El saldo de la entrevista fue claro, Rafael Correa no sólo desmontó los ataques programados, sino que dejó firmemente establecidas sus posiciones y las de su gobierno. Para lograrlo, usó una forma de discurso que hace tiempo viene empleando, conjuntamente con el presidente Chávez y el presidente Evo Morales, de manejarse no con los preconceptos y supuestos (y clisés) determinados por el “establishment”, sino con las verdades evidentes en el mundo real, y llamando al pan, pan y al vino, vino. Y todo esto lo hizo con el tono de altura, respeto y simpatía que lo caracterizan. Lo que sucede generalmente es que este tipo de discurso, que cuestiona esencialmente los mitos del poder establecido, provoca generalmente (y en Venezuela lo vemos cotidianamente) el enfurecimiento de las derechas sustentadoras del status quo, que se quedan sin verdaderos argumentos y que entonces recurren sistemáticamente a la descalificación y al insulto (sobre todo a nivel personal).

La guinda del pastel fue el panel que al finalizar la entrevista colocó el canal para comentarla. Una conductora del canal y tres periodistas, Marisa Cruz, periodista de “El Mundo”, Fernando Berlín director de radiocable.com y Luis Aizpeolea, de “El País”, realizaron un feroz ataque a todo lo que Correa había dicho y esgrimido en esa entrevista. Allí no sólo hubo la descalificación personal, tildándolo de soberbio o prepotente, sino cosas como la valoración automática de que es “un populista”, epíteto que pareciera ser por sí solo absolutamente inhabilitante (y que generalmente se emplea en mandatarios elegidos con amplios votos de la población) o la indignación de todo el panel porque alguien se atrevía a cuestionar a los medios de comunicación, calificándolo inmediatamente de censurador o controlador. Se llegó a decir el disparate de que si bien los medios de comunicación no tenían el aval del voto de la población, son el único sistema que garantiza el control de la democracia. Usando las mismas lógicas que en nuestro continente utiliza la SIP (Sociedad Interamericana de Prensa) que trata de identificar a los medios de comunicación como voceros y representantes de la población, o que confunde la opinión de los dueños de esos medios con la opinión pública, estos periodistas unánimemente se expresaron como los portavoces del status quo de dominación. Curiosamente, la representante de la Radio Televisión Española se identificó totalmente con esas posiciones, colocando un medio público (que si bien es cierto que hoy está manejado por el PP, debería conservar una cierta independencia) en la misma trinchera de los medios privados de todo el mundo.

El propio panel fue una muestra de la absoluta hegemonía de una sola voz, la del ataque y descalificación al entrevistado, en ningún momento apareció la mínima consideración por parte de alguien, de sus razones y argumentos.

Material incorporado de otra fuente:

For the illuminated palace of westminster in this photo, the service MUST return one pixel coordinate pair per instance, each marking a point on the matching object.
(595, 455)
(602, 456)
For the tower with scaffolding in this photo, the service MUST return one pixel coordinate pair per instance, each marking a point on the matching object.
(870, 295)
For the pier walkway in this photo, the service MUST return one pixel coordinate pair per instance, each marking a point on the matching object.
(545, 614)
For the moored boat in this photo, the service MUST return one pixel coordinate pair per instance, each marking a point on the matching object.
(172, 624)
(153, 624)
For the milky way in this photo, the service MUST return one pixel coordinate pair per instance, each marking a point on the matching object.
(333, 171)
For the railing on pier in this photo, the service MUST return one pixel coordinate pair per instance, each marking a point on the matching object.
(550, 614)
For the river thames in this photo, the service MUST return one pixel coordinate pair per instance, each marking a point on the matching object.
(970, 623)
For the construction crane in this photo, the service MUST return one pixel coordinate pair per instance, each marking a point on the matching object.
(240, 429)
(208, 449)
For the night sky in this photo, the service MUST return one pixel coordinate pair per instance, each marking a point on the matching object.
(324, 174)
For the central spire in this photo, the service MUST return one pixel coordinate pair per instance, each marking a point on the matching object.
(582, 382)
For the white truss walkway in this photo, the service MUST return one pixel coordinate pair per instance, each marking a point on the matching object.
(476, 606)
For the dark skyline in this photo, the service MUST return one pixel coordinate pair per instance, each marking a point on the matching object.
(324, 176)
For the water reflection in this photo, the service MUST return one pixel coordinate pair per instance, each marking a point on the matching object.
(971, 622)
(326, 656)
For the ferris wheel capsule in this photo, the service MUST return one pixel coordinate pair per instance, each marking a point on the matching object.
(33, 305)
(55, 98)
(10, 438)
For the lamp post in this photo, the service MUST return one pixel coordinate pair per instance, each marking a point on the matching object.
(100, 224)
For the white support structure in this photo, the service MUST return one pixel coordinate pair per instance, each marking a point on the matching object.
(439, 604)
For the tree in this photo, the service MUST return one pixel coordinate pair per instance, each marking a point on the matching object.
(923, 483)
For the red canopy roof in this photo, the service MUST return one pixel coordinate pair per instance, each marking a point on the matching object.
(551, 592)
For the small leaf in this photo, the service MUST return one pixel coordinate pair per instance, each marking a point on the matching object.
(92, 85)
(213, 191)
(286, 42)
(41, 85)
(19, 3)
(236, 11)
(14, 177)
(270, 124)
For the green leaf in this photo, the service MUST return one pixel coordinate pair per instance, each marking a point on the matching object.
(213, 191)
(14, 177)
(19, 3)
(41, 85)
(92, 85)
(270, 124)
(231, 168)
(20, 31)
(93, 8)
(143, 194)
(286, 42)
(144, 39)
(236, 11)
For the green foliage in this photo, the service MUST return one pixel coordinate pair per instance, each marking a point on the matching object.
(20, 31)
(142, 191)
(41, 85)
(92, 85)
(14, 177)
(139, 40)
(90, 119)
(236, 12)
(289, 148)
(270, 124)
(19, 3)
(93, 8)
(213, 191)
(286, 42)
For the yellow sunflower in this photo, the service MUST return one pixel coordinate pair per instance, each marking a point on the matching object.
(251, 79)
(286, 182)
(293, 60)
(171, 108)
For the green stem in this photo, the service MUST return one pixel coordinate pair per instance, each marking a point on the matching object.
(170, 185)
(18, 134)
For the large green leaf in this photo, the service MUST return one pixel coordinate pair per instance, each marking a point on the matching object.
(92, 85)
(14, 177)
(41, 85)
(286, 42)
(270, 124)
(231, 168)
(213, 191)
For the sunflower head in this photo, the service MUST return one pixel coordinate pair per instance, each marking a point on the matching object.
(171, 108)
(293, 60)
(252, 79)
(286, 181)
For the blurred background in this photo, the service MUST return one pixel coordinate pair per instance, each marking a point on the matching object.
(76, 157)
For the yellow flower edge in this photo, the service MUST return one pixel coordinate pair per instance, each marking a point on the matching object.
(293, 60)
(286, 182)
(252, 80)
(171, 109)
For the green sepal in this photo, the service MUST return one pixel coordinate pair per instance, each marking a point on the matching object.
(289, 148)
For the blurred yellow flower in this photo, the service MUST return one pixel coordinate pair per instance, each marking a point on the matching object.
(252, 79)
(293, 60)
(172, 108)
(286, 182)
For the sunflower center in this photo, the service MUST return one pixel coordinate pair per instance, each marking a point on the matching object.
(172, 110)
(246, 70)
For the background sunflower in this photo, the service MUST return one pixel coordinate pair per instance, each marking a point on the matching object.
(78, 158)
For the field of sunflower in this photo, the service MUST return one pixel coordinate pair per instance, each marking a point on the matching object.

Inclusive fue posible percibir allí ese menosprecio que surge a veces (y sobre todo en España) entre su “civilización” y nuestra “barbarie”, el mismo que los hace calificarnos despectivamente como “sudacas” y que en este caso pareció exacerbado por la explicación del economista Rafael Correa, de cómo Latinoamérica parece estar enfrentando la crisis económica general que afecta a los países centrales, con políticas diferentes a las pretendidas soluciones neoliberales (palabra que utiliza el autor y que Correa nunca empleó en la entrevista) que ellos están aplicando, y con relativo éxito.

En definitiva, una clara muestra más de la manipulación, ocultación, engaño y alienación de la acción de los medios corporativos de comunicación, una respuesta adecuada de alguien que es parte de los nuevos vientos de cambio que están soplando desde Nuestramérica, y una nueva escaramuza victoriosa en la asimétrica Guerra de Cuarta Generación.